| padangexpo.com
Kepala sekolah SMPN 32 Solok Selatan Yulinda Etfita, SH mengundang semua Wali Murid untuk bisa menghadiri acara sosialisasi pelaksanaan Vaksinasi CoVID-19 bagi para siswa di sekolah.
Dalam agenda tersebut, pihak sekolah pun memberikan selebaran kertas surat persetujuan dari orang tua murid untuk anaknya agar bisa mengikuti kegiatan Vaksinasi, Kamis 9 September 2021.

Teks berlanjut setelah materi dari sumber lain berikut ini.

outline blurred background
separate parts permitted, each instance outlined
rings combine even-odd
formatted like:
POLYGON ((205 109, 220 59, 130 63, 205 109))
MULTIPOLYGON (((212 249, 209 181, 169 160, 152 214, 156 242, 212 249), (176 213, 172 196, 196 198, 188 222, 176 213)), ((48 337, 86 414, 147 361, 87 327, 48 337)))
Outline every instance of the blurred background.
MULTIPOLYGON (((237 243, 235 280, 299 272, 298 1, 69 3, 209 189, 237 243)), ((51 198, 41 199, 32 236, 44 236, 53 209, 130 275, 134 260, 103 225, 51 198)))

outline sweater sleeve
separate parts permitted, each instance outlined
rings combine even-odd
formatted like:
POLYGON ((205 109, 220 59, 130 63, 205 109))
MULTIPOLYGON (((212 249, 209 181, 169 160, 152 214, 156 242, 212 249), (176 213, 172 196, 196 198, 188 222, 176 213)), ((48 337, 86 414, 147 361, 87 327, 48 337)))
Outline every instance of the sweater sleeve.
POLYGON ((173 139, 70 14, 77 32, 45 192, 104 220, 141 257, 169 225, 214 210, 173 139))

“Hal ini kita lakukan, untuk menekan penyebaran virus CoVID-19 yang akhir-akhir ini semakin meningkat, maka dari itu kita pun meminta kepada para orang tua murid agar mengikuti sosialisasi ini, agar nantinya anak-anak diizinkan untuk mengikuti vaksinasi,” terang Yulinda pada media ini.
Wali Nagari Alam Pauh Duo Zainal Abidin juga mengimbau kepada seluruh lapisan masyarakat terutama kepada Wali Murid yang hadir dalam ruang sekolah tersebut.
”Jangan takut untuk di vaksin, karena vaksin ini sama dengan suntik cacar waktu dahulu, jika dulu namanya suntik cacar sekarang menjadi suntik vaksin guna menjaga kesehatan anak-anak kita, andaipun ada yang meninggal dunia setelah di vaksin itu berarti sudah ajalnya, sama seperti halnya mantan Wakil Gubernur Sumbar Almarhum Nasrul Abit meninggal dunia karena disebabkan CoVID-19,” terangnya.
Ia juga menjelaskan bahwa apabila sudah memiliki surat atau kartu vaksin, itu sama fungsinya dengan KTP, apabila KTP tertinggal dirumah pada saat darurat, maka kartu vaksin tersebut sudah bisa menggantikan fungsinya sebagai KTP.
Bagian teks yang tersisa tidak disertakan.